Risks and Complications of Using a Dental Filling
- Tooth Sensitivity: Some people experience sensitivity in the filled tooth
- Allergic Reactions: In rare cases, a person may be allergic to the material used in a filling
- Discomfort or Pain: There may be discomfort or pain after the anesthesia wears off
- Cracked or Loose Filling: A filling can crack or become loose over time
- Deterioration of Filling Material: Fillings don’t last forever and can deteriorate over time
Over time, dental fillings can wear down, chip, or even fall out. When a filling deteriorates, it can create spaces between the tooth and the filling, allowing bacteria to seep in, leading to further tooth decay. Regular dental check-ups are important so that the dentist can monitor the condition of fillings and recommend replacement if necessary.
How Long Will My Filling Last?
The lifespan of a dental filling varies depending on the material used and individual factors such as oral hygiene practices and dietary habits. Amalgam fillings usually last around 10 to 15 years, while composite resin fillings may last around 5 to 7 years. Gold fillings can last more than 15 years, but they are less common due to the cost. Maintaining good oral hygiene and avoiding habits like grinding teeth can prolong the life of dental fillings.
Dental Filling Kit
A dental filling kit is an over-the-counter product that can be used for temporary dental repair. It usually contains dental cement or a filling material, a spatula for application, and instructions on how to use the kit. Dental filling kits are primarily used as a temporary measure to repair lost fillings or loose crowns until you can see a dentist. They are not meant to be a permanent solution.
Dental Filling Fell Out
When a dental filling falls out, it’s often due to the natural wear and tear that takes place over years, but it can also be due to decay under the filling or a crack in the tooth. It’s important to schedule an appointment with your dentist as soon as possible if a filling falls out. In the meantime, avoid eating hard or sticky foods and try to keep the area clean.
Dental Filling Meaning
A dental filling is a restorative material used to repair the function and integrity of a tooth that has been compromised due to cavities or trauma. By filling cavities, it prevents further decay by sealing off spaces where bacteria can enter. There are several types of filling materials available, including amalgam, composite resins, and gold.
Dental Filling at Home
Dental filling at home generally refers to using a dental filling kit for temporary repairs. While these kits can be handy in an emergency, it is critical to understand that they are only a temporary solution. It’s essential to see a dentist as soon as possible for a professional and permanent repair. Using a kit can alleviate pain or discomfort temporarily, but without proper treatment, the tooth can experience further decay or complications.

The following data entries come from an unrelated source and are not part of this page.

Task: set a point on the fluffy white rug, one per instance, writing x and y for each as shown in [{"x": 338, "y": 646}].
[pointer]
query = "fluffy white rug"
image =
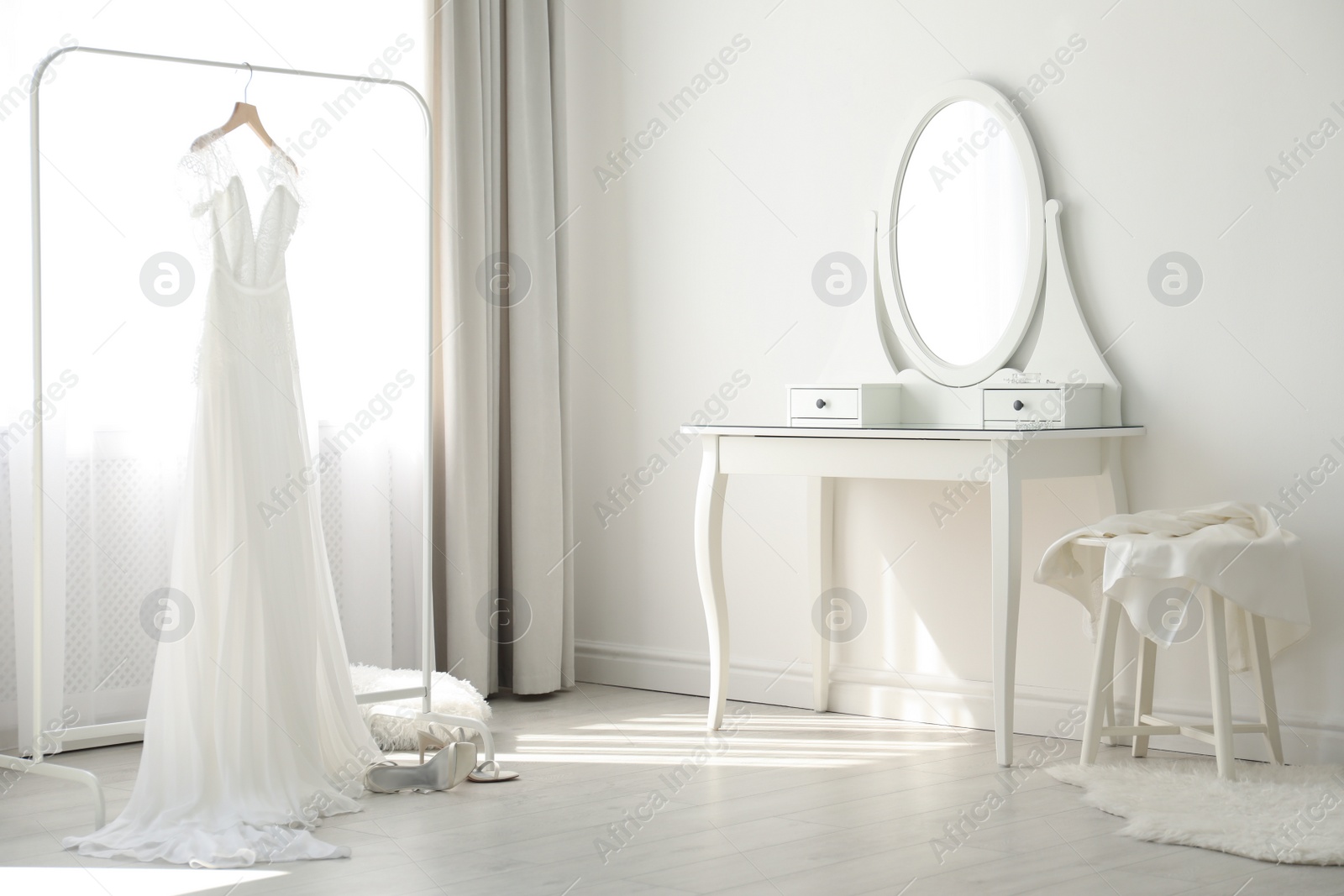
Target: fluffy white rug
[
  {"x": 448, "y": 694},
  {"x": 1292, "y": 815}
]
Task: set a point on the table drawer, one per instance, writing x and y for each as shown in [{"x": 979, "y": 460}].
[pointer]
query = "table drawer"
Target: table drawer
[
  {"x": 1025, "y": 405},
  {"x": 824, "y": 403}
]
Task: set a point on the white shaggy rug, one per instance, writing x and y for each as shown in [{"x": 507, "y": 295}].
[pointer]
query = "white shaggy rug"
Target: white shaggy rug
[
  {"x": 1292, "y": 815},
  {"x": 448, "y": 694}
]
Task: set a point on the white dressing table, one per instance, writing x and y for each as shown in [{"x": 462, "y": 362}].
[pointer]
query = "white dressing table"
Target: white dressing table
[
  {"x": 894, "y": 453},
  {"x": 990, "y": 356}
]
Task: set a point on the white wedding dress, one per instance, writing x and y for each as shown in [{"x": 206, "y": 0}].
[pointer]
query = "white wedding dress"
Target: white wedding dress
[{"x": 253, "y": 734}]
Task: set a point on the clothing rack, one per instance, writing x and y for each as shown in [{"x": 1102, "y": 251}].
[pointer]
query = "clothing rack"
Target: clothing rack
[{"x": 38, "y": 765}]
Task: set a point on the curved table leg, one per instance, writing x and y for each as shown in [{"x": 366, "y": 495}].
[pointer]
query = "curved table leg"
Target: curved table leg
[
  {"x": 820, "y": 527},
  {"x": 1112, "y": 499},
  {"x": 709, "y": 564},
  {"x": 1005, "y": 575}
]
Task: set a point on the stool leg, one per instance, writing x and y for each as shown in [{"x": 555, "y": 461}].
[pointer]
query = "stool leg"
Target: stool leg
[
  {"x": 1104, "y": 669},
  {"x": 1265, "y": 681},
  {"x": 1144, "y": 691},
  {"x": 1221, "y": 687}
]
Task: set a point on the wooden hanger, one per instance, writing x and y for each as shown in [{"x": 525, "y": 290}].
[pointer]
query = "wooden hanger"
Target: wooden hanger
[{"x": 244, "y": 114}]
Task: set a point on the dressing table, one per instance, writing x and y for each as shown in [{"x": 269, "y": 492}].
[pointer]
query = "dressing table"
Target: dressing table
[{"x": 996, "y": 378}]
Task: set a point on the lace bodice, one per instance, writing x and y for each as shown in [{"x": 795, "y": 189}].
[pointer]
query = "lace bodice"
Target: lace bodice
[{"x": 214, "y": 190}]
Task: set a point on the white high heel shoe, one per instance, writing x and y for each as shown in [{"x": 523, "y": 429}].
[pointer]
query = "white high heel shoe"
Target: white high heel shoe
[
  {"x": 429, "y": 739},
  {"x": 447, "y": 770}
]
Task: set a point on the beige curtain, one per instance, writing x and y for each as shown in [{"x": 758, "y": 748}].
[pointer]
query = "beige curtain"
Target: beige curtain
[{"x": 503, "y": 582}]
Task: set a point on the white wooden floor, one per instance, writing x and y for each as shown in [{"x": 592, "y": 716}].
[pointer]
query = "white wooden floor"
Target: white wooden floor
[{"x": 790, "y": 804}]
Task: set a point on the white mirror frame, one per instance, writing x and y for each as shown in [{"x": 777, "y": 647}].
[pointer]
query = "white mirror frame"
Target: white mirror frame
[{"x": 895, "y": 312}]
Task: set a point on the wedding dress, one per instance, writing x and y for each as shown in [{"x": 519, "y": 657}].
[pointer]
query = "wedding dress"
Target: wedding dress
[{"x": 253, "y": 734}]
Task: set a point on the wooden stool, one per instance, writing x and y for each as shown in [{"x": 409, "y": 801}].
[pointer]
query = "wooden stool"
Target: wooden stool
[{"x": 1146, "y": 725}]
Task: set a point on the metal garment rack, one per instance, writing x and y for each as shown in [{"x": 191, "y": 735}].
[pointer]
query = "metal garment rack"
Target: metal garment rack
[{"x": 38, "y": 765}]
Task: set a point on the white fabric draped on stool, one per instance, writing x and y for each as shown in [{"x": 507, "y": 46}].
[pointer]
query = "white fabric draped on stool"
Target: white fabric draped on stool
[{"x": 1233, "y": 548}]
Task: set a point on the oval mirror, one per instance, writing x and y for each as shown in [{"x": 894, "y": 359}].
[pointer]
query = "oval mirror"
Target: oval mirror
[{"x": 965, "y": 226}]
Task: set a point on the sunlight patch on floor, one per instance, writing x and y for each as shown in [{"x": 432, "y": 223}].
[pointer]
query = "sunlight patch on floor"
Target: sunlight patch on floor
[{"x": 127, "y": 882}]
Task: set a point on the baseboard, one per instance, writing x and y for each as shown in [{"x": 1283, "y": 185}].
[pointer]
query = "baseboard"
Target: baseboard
[{"x": 890, "y": 694}]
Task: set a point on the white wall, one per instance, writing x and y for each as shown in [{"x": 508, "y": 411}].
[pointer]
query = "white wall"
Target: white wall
[{"x": 696, "y": 264}]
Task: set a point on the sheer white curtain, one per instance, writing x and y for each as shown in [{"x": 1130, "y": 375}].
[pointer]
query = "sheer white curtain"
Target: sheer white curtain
[{"x": 503, "y": 579}]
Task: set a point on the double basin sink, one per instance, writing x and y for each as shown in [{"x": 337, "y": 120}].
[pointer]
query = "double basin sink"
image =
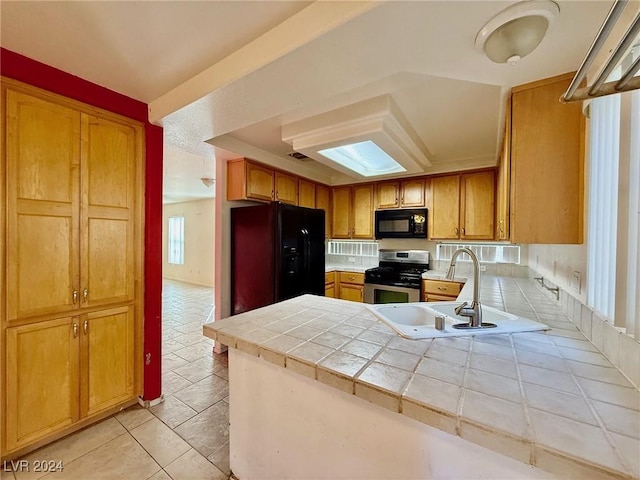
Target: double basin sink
[{"x": 418, "y": 320}]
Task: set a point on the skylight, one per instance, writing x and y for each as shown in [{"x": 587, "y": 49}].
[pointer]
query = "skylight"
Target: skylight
[{"x": 365, "y": 158}]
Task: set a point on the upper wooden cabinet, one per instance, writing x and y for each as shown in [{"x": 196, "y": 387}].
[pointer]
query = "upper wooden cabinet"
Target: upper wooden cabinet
[
  {"x": 248, "y": 180},
  {"x": 71, "y": 195},
  {"x": 462, "y": 206},
  {"x": 503, "y": 187},
  {"x": 547, "y": 164},
  {"x": 323, "y": 202},
  {"x": 286, "y": 188},
  {"x": 400, "y": 194},
  {"x": 412, "y": 193},
  {"x": 306, "y": 193},
  {"x": 353, "y": 211}
]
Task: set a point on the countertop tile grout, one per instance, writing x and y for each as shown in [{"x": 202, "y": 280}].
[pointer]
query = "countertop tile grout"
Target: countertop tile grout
[{"x": 535, "y": 353}]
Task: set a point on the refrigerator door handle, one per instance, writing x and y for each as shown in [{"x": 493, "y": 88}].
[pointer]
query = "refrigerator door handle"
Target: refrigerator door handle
[{"x": 306, "y": 254}]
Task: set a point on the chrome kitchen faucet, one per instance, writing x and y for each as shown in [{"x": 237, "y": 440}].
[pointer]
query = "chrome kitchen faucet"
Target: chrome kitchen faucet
[{"x": 473, "y": 311}]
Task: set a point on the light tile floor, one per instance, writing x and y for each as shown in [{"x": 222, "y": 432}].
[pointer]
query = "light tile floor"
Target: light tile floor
[{"x": 185, "y": 437}]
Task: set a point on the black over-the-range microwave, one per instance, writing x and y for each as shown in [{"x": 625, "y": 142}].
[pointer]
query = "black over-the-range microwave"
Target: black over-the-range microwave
[{"x": 409, "y": 223}]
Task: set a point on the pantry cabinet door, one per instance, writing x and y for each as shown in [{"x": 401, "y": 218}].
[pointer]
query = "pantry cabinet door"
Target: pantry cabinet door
[
  {"x": 42, "y": 380},
  {"x": 43, "y": 156},
  {"x": 109, "y": 154},
  {"x": 107, "y": 359}
]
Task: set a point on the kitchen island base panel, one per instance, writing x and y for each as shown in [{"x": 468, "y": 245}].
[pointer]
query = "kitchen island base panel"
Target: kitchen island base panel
[{"x": 284, "y": 425}]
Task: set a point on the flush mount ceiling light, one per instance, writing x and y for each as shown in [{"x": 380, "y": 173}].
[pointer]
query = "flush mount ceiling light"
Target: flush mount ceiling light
[
  {"x": 367, "y": 139},
  {"x": 516, "y": 31}
]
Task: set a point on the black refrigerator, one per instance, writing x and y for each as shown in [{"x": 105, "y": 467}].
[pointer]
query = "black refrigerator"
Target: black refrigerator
[{"x": 277, "y": 252}]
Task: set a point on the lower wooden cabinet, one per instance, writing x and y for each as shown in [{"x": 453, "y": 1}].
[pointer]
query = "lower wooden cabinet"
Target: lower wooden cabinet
[
  {"x": 42, "y": 375},
  {"x": 351, "y": 286},
  {"x": 330, "y": 284},
  {"x": 107, "y": 359},
  {"x": 438, "y": 290},
  {"x": 66, "y": 370}
]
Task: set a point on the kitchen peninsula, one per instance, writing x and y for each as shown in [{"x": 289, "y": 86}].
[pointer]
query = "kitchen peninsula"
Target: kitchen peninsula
[{"x": 342, "y": 396}]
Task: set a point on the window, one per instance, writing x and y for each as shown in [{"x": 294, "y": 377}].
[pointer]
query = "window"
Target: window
[
  {"x": 175, "y": 244},
  {"x": 613, "y": 273},
  {"x": 604, "y": 149}
]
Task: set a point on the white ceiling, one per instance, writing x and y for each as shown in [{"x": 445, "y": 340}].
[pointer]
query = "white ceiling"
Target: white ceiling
[{"x": 233, "y": 72}]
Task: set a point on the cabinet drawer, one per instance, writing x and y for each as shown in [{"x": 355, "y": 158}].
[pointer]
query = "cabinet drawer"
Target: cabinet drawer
[
  {"x": 441, "y": 288},
  {"x": 350, "y": 277}
]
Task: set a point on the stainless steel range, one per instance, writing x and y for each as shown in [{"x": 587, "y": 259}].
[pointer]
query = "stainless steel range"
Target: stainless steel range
[{"x": 397, "y": 277}]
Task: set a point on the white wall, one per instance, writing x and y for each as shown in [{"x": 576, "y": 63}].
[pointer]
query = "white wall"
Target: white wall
[{"x": 199, "y": 230}]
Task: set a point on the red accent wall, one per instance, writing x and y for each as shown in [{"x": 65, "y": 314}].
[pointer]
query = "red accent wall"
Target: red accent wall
[{"x": 24, "y": 69}]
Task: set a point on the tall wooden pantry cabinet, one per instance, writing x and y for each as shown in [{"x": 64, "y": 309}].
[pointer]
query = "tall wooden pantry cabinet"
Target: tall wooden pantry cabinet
[{"x": 72, "y": 267}]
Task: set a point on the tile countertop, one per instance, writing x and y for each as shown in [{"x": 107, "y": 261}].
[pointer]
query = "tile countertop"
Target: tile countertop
[
  {"x": 345, "y": 268},
  {"x": 549, "y": 399}
]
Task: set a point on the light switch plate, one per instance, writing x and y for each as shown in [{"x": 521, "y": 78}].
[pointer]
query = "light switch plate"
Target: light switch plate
[{"x": 577, "y": 281}]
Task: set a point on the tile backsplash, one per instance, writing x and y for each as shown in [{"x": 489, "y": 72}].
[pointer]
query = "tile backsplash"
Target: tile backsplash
[{"x": 621, "y": 349}]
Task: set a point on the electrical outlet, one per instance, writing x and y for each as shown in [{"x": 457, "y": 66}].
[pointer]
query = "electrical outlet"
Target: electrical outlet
[{"x": 577, "y": 281}]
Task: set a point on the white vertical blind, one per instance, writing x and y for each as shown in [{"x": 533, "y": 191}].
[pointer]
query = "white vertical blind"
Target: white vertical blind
[
  {"x": 175, "y": 244},
  {"x": 603, "y": 203},
  {"x": 633, "y": 273}
]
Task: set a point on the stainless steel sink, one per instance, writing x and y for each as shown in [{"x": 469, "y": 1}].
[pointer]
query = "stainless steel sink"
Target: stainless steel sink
[{"x": 417, "y": 320}]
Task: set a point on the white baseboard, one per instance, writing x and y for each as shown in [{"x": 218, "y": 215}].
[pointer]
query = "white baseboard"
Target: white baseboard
[{"x": 151, "y": 403}]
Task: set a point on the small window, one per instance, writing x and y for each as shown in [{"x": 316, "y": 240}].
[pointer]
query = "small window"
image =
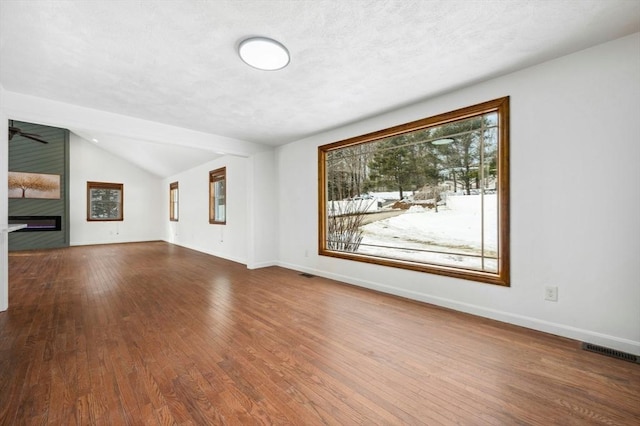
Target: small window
[
  {"x": 431, "y": 195},
  {"x": 105, "y": 201},
  {"x": 217, "y": 196},
  {"x": 173, "y": 202}
]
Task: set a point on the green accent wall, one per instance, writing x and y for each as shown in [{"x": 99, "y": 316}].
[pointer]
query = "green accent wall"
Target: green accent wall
[{"x": 26, "y": 155}]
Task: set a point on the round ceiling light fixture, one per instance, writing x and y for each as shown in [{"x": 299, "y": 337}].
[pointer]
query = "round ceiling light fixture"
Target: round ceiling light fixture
[{"x": 263, "y": 53}]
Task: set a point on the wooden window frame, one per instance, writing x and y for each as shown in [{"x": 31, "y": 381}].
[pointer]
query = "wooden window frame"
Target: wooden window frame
[
  {"x": 216, "y": 176},
  {"x": 502, "y": 276},
  {"x": 105, "y": 185},
  {"x": 174, "y": 202}
]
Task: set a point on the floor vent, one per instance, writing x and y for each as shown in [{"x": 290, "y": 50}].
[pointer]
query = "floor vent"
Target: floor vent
[{"x": 611, "y": 352}]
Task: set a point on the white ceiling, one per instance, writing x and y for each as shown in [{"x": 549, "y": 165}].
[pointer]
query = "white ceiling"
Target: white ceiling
[{"x": 175, "y": 62}]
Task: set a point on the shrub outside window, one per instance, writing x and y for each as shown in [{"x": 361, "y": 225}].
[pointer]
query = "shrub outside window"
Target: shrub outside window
[
  {"x": 217, "y": 196},
  {"x": 105, "y": 201},
  {"x": 430, "y": 195}
]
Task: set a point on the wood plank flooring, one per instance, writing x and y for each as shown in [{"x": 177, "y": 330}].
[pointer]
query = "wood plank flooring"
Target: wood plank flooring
[{"x": 151, "y": 333}]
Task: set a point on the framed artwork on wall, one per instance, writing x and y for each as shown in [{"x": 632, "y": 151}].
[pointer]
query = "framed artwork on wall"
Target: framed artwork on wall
[{"x": 34, "y": 185}]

Dental fillings are an essential procedure for combating tooth decay and preserving the integrity of the teeth. With the variety of materials available, it’s important to consult with your dentist to determine which is the best option for your health, aesthetic preference, and budget. Regular dental check-ups and proper oral hygiene are vital for the longevity of dental fillings and overall oral health.
This article is complete and was published on June 26, 2023, and last updated on August 26, 2023.